For a popup menu you can create your custom QWidgetAction to add to a popup menu.

This is sample QWidgetAction:

#include <QWidgetAction>

class  myCustomWidgetAction: public QWidgetAction
{
    Q_OBJECT
public:
    explicit myCustomWidgetAction(QWidget * parent);

protected:
    QWidget * createWidget(QWidget *parent);

};


myCustomWidgetAction::myCustomWidgetAction(QWidget * parent):QWidgetAction(parent) {
}
QWidget * myCustomWidgetAction::createWidget(QWidget *parent){
    myCustomWidget * widget=new myCustomWidget(parent);
    return widget;
}

You can then add your widget to a toolButton to be diaplayed in a popup menu:

myCustomWidgetAction * widgetAction   = new myCustomWidgetAction(this);

ui->toolButton->addAction(widgetAction);

Your custom widget can be a list containing different elements or it can be any other widget. You can also add multiple instances of myCustomWidgetAction to the toolButton.

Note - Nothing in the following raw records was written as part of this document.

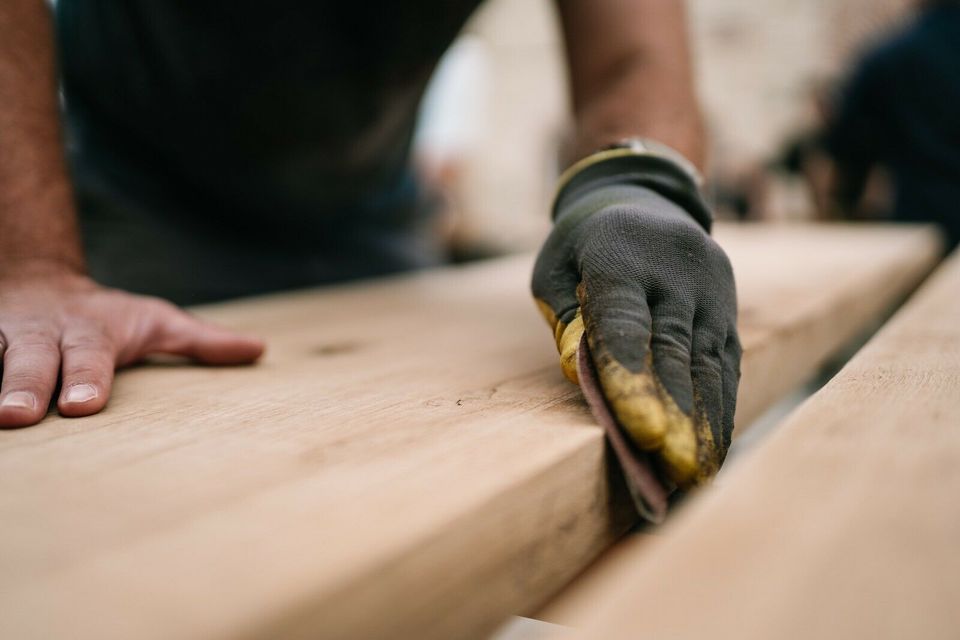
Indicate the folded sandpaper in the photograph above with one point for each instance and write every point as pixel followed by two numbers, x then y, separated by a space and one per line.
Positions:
pixel 647 490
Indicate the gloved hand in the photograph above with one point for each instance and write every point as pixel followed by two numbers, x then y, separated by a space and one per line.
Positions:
pixel 656 297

You can also add it to a QMenu like:

QMenu* menu = new QMenu();

menu->addAction(widgetAction);

I just solved the same issue with this rather simple strategy, which was good enough in my case:

QMenu* menu = new QMenu();
act = menu->addAction("My section 1 title:");
act->setEnabled(false);
// add Action 1
// add Action 2
// add Action 3

act = menu->addAction("My second section title:");
act->setEnabled(false);
// add Action 4
// add Action 5

Here's an option that works - set the actions to disabled as above, then combine with a styleSheet that selects QMenu::item:disabled

e.g. from some working code:

   self.teamTabsMoreMenu.addAction('Hidden team tabs').setEnabled(False)
   self.teamTabsMoreMenu.addAction('Select a team to unhide:').setEnabled(False)
   self.teamTabsMoreMenu.addSeparator()
   for extTeamName in self.hiddenTeamTabsList:
      self.teamTabsMoreMenu.addAction(extTeamName)
   self.teamTabsMoreMenu.setStyleSheet('QMenu::item:disabled{background-color:rgb(220,220,220);color:black;font-weight:bold}')

The style above also means the 'header' section doesn't change font color or background color on hover, which is nice for a header.